An entire community of scientists of all ages is trying to build fusors. While a lot of teens are spending their time on Facebook or Twitter, Steven often goes on fusor.net, an online outlet for students, professors, and everyday people who love working with fusion.

But few, however, are taking the aggressive approach of Steven.

Science runs in his family

Steven is not the first in his family to have a serious love of science and math. It practically runs in his bloodlines.

His grandfather is an engineer.

His father, Isaac, is an engineer.

His oldest brother, Sam, graduated from MIT and currently works for a computer startup in California. Two other brothers — Isaiah and Emmanuel — are attending MIT and Princeton respectively. Both are majoring in engineering.

Steven's mother, Nonye, immigrated to the U.S. from Nigeria more than 20 years ago. A physicist, she has previously taught at Rowan University.

Building the fusor is not an issue for her.

"I really just wanted to make sure it was something he wanted to do because that was going to be a lot of commitment on his time, on his intellect," she said, as her son toured the PPPL. "Being able to do the theoretical work."

This is also not Steven's first project. His father has often encouraged his creativity with challenging projects.

"I think when I was young and maybe middle school or so, I worked with my dad to build a type of radio with a small science kit," Steven said. "I think it was an FM radio."

He's able to find fuser components online through eBay and other sites that sell vacuum parts and wire mesh.

The fusor also runs up steep electric bills.
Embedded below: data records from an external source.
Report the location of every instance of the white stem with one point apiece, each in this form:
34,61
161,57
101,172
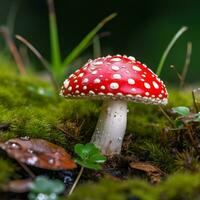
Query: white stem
111,127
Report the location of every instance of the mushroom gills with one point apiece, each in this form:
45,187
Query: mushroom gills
111,127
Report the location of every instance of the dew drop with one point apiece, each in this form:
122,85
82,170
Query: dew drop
51,161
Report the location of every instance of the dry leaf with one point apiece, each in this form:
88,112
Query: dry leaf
153,172
38,153
18,186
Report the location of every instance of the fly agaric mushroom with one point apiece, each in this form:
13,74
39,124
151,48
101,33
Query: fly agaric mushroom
116,80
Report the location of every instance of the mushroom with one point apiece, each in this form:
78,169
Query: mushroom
116,80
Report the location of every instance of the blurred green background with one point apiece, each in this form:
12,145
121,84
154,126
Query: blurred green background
142,28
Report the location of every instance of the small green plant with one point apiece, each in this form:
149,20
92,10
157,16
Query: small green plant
89,156
45,189
185,116
181,110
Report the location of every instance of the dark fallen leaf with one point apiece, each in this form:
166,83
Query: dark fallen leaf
18,186
4,126
152,172
38,153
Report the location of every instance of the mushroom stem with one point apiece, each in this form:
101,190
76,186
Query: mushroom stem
111,127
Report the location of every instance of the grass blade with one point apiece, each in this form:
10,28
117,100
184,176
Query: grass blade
55,47
86,40
167,50
96,47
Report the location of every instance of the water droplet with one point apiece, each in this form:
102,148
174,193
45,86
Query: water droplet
32,160
51,161
30,150
25,138
119,138
13,145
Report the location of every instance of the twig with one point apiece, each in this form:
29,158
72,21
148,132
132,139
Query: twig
76,181
29,172
40,57
167,50
166,115
178,75
192,139
13,49
187,63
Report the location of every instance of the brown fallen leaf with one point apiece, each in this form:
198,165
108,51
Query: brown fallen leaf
38,153
154,173
18,186
4,126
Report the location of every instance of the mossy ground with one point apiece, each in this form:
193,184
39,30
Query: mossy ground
31,108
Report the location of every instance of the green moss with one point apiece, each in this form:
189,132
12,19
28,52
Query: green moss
176,187
7,169
32,109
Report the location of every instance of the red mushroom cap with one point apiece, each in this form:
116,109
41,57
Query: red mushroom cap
115,77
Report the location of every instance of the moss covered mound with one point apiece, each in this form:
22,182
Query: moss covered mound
30,107
176,187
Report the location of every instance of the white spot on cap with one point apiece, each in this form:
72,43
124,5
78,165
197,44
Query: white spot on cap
69,88
66,83
103,87
81,75
114,67
100,93
116,76
98,63
97,80
131,58
147,85
94,72
85,87
85,80
136,68
91,92
114,85
131,81
116,59
155,85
All told, Steven and his mom have spent more than $3,000 on this project. And a GoFundMe campaign led by Steven's older brothers has raised nearly $2,500 more.
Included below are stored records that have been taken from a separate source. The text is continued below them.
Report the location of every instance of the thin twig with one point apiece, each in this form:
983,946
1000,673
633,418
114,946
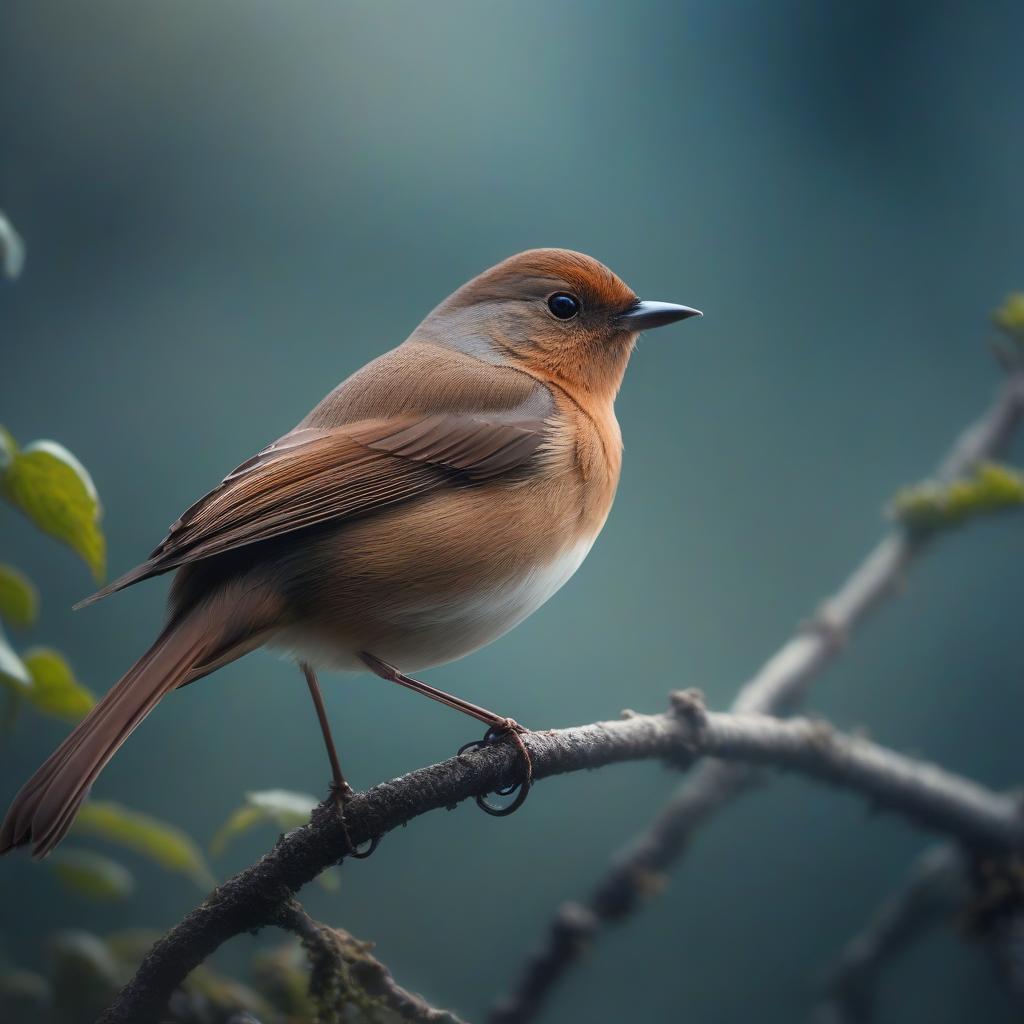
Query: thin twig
344,973
930,796
11,249
936,890
776,689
"You would say it's a lot of money, but it's really not bad compared to other people who've spent money on this," Steven said. "Some people have spent upwards of $10,000 because they've rushed, and they haven't looked carefully for parts they can find."

'A family of stars'

Steven caught the attention of Zwicker, who is also a New Jersey Assemblyman, during a scholarship banquet in South Jersey honoring one of Steven's brothers. Zwicker sees something special in the Udotongs.

"Wow, this is a family of just stars. These are the rocket scientists," he said. "The next generation that's going to save the planet."
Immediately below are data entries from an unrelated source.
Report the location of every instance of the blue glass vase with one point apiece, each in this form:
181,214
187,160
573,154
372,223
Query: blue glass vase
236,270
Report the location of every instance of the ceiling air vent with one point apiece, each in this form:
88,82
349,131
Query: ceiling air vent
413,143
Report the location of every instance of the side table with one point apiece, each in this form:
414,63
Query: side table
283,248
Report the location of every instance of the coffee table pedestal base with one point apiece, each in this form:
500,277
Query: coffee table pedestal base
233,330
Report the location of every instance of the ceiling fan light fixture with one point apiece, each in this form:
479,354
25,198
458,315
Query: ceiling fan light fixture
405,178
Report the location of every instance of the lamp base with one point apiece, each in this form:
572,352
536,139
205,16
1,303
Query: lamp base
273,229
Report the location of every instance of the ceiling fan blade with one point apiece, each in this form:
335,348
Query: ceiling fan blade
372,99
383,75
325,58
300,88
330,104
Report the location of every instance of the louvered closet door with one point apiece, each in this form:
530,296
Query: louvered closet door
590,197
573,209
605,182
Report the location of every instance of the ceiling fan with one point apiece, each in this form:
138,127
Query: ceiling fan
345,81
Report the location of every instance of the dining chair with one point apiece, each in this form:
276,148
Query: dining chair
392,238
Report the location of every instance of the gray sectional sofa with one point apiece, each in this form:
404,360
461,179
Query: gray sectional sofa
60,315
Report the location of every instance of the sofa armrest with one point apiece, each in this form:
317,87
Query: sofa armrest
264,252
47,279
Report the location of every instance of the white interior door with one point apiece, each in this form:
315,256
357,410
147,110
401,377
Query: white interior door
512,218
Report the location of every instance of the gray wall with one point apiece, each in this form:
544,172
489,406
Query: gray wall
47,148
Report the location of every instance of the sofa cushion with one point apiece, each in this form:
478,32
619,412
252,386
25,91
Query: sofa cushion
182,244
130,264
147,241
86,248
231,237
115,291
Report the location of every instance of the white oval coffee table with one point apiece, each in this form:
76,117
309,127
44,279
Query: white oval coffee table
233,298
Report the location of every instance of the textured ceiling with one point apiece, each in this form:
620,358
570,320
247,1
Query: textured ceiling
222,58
He was happy to invite Steven and his mom up to Princeton to tour the PPPL. As an advocate for STEM programs, Zwicker said he sees kids like Steven as proof of what happens when a premium is put on math and science.

The federal Department of Education projects that careers in science, technology, engineering and math will go up across the board — particularly in engineering. That means students like the Udotongs are ahead of the curve.

"This is a trend because this is where innovation happens," Zwicker said. "This is where we get to discover the cure for cancer or the next form of energy."

Steven hopes to finish the fusor this summer. He doesn't shy away from being an inspiration to other African-American teens who are interested in math and science classes.

"I hope to be a source of inspiration," he said. "I'm hoping that they can see that this is another way to success that we can have. 

"We don't have to follow other people," he added, "and find success though sports or music."

As for his future plans, he's was accepted to Yale's Young Scholars program last year and he has already started looking at colleges a year before he graduates.

He's applied to Carnegie-Mellon, Yale, Harvard, and — of course — Princeton, where he appears to have a spot in the PPPL Lab waiting on him.

"Steven doesn't have to go to Princeton to be here, but I'm counting on Steven one day being here and helping us to make sure that we can bring fusion energy to all of humanity," Zwicker said.  "We need the next generation to do that, and Steven's going to be leading that. Is that a promise Steven?"

Steven looked up, nonchalantly smiled and answered, "That is a promise."